This weekend’s recommendations feature low effort-high impact dishes, an animated underwater plastic world, a ballet dancer-turned-photographer, a rare glimpse into the life of Belgian fashion designer Martin Margiela and a sustainable moisturizer made from melon.
Colin Jones: The End of Photography
Colin Jones is one of Britain’s greatest and most unusual photographers. Born in 1936 into a working-class family in London’s East End, he had a talent for dance and trained professionally with the English National Ballet before making his first foray into documentary photography. After a trip to the Philippines, where he performed as a dancer, Jones witnessed a shanty town being burned to the ground. This experience impacted him so profoundly that he traded his dancing costume for a camera. Since then, he has been documenting history, capturing the Vietnam War alongside Magnum photographers such as Don McCullen and Ian Berry. Jones went on photographing social history all over the globe, He captured gangs in Jamaica, documented the sex trade of the Philippines, and shot photographs of British rock band The Who. Today, he is retired and it has become quiet around him. In the short film Colin Jones: The End of Photography, the London based filmmaker Frankie Carradona pays tribute to this exceptional photographer.
New Flavours For the Relaxed Cook
From Aubergine Dumplings alla Parmigiana to Hasselback Beetroot with Lime Leaf Butter, to Spicy Mushroom Lasagne and Romano Pepper Schnitzels: According to Yotam Ottolenghi, his new plant-based recipes transform ordinary vegetables into innovative dishes thanks to newly tested and tasted ingredient combinations. The assembly promises “simple recipes for weeknights, low effort-high impact dishes, and standout meals for the relaxed cook.” Besides its recipes, coffee table appeal, and colorful photography, the reader also learns about how different cooking processes can enhance vegetables, unlocking layer after layer of flavor. Page by page, Ottolenghi reveals the secrets of Processing, Pairing, and Producing. In the section “Flavour’s 20 Ingredients,” he provides a list of accessible ingredients that will elevate even the easiest meals.

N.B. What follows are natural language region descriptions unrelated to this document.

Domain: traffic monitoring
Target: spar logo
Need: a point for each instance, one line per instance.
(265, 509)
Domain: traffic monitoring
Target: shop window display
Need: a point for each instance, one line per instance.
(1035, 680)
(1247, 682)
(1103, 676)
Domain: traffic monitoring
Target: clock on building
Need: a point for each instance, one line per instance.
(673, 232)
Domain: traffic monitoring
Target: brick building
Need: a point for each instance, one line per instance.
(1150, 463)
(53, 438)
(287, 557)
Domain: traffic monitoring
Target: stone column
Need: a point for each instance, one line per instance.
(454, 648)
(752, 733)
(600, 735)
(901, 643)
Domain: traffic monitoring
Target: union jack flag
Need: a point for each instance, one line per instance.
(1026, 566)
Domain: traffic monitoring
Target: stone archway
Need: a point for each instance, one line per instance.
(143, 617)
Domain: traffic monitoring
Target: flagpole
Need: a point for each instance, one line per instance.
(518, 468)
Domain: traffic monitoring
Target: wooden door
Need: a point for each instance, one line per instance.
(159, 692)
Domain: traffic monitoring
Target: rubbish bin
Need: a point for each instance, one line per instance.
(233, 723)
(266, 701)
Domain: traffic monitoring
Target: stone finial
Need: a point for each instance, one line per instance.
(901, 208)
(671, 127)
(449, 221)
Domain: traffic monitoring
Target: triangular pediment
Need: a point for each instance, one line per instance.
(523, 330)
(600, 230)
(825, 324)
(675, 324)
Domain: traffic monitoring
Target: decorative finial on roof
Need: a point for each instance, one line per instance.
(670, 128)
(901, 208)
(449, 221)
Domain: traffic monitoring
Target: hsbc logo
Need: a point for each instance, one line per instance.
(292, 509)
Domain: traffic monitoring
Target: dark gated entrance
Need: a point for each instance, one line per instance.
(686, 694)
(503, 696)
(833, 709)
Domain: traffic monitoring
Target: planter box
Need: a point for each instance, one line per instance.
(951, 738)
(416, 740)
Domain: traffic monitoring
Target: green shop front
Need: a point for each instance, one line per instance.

Student Oscar for Animated Short Film “The Beauty”
“The Beauty” shows an underwater world filled with plastic garbage: German Pascal Schelbli has now received the student Oscar by the renowned Academy of Arts and Science for the animated short film he realized as a final thesis at the Baden-Württemberg Film Academy. In the four-minute film, he poses the question: “What would happen if plastic could be integrated into life in the sea? The answer is a visually stunning underwater world with whales made of plastic bottles, pufferfish skin of bubble wrap, and moray eels out of tire rubber. The film will soon be available to watch in full length.
Martin Margiela: “In His Own Words”
Most people think of fashion designers almost immediately as flamboyant extroverts who love to bathe in the flurry of camera flashes letting the world know: Here I am! Not so Martin Margiela. Who is the mysterious courtier always hiding in the background? The filmmaker Reiner Holzemer has succeeded in winning Martin Margiela for a documentary film. As the title already suggests, Margiela himself is the narrator of “In His Own Words.” His face never shows; only his hands appear on the screen. Margiela’s work often was described as mischievous, skeptical, postmodern, and chic. “I knew I could give more if I felt protected,” he says.
Nêô Sephiri: A Natural Moisturizer Made From Melon
On a farm in the North West Province of South Africa, the sustainable beauty brand Nêô Sephiri produces natural Kalahari Melon Facial Oil. It possesses a combination of two crucial components, essential fatty acids, and vitamin E. According to Nêô Sephiri, “this produces a nourishing oil that deeply hydrates the skin, providing it with the essential nutrients it needs to repair and protect your skin barrier.” The brand was founded in 2020 based on a sustainability intervention, following the worst drought in 80 years that hit the farm and the Kalahari Basin communities. Once an agricultural heartland, most crops withered away, forcing farmers to scale down their land significantly. However, one plant continued to grow and flourish in the arid climate, the Kalahari Melon, indigenous to the region, and granted a worthless weed initially by local farmers. After harvest, the watermelons are split open, and their seeds are collected, which are dried out in the African sun until there’s almost no moisture left in them – only a rich, golden-colored oil.
All recommendations are based on the editor’s personal taste and do not contain affiliate links of any kind.